The former chef became a hit across social media and national news in January when he bought one of his regular customers a surprise breakfast to say thank you for their regular conversations.
Collins is clearly much in demand and for his latest project, he has been working with Scottish theater company A Moment’s Peace on their Common Ground project, for which the International Network of Street Papers is a media partner.
Alongside three other Glasgow vendors, Collins worked with playwright and theater-
maker Lewis Hetherington to produce
poetry as part of the nationwide conversation about land and housing in Scotland.
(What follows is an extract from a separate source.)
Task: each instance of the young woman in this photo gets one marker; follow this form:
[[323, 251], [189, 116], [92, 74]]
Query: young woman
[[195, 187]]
Collins says that his many hours on buses — as he has traveled to and from the place where he sells on Glasgow’s bustling Byres Road for the past five years — allow him to be inventive. “I am writing things in my head all the time. I love reading and music. I did really well at English at school.”
All four vendors responded to their own experience and perception of housing and homelessness through creative writing. With a natural turn of phrase and sharp Glasgow wit, Collins penned “Past, Present and Future,” a poem about community that covers stages of his life.
To accompany each piece of writing, Hetherington commissioned a photographer to create images representing Collins and his fellow vendors’ experiences through their work and creativity. The result was compelling. “The idea was that they worked with the photographer and myself to capture the heart of what their poem is about,” he said.
Hetherington adds that Collins’ poem and portrait have become intrinsic to Common Ground and played a key role in the project’s live-sharing events.
Also exhibited were creative pieces from primary school children on the island of Mull, older people who’ve experienced homelessness in Aberdeen and young people with learning disabilities in Dundee.
“The events stimulated an informal discussion and even action around land, housing and homelessness,” Hetherington says. “It’s an opportunity for people to realize that they have more autonomy than they think.”
With requests from cafés and galleries in Glasgow asking to display Collins’ poem and portrait, his local reputation doesn’t seem to be taking a dip anytime soon.
Having seen how far his creativity has reached, Collins has another artistic plan waiting in the wings. Being a massive graphic novel fan, he has ambitions to create his own short sketches with characters based on his real life experiences.
“Some of the things I read have quotes from Shakespeare and I wonder if I’d be able to do that,” he admits. “But I dream about it on the bus on the way home.”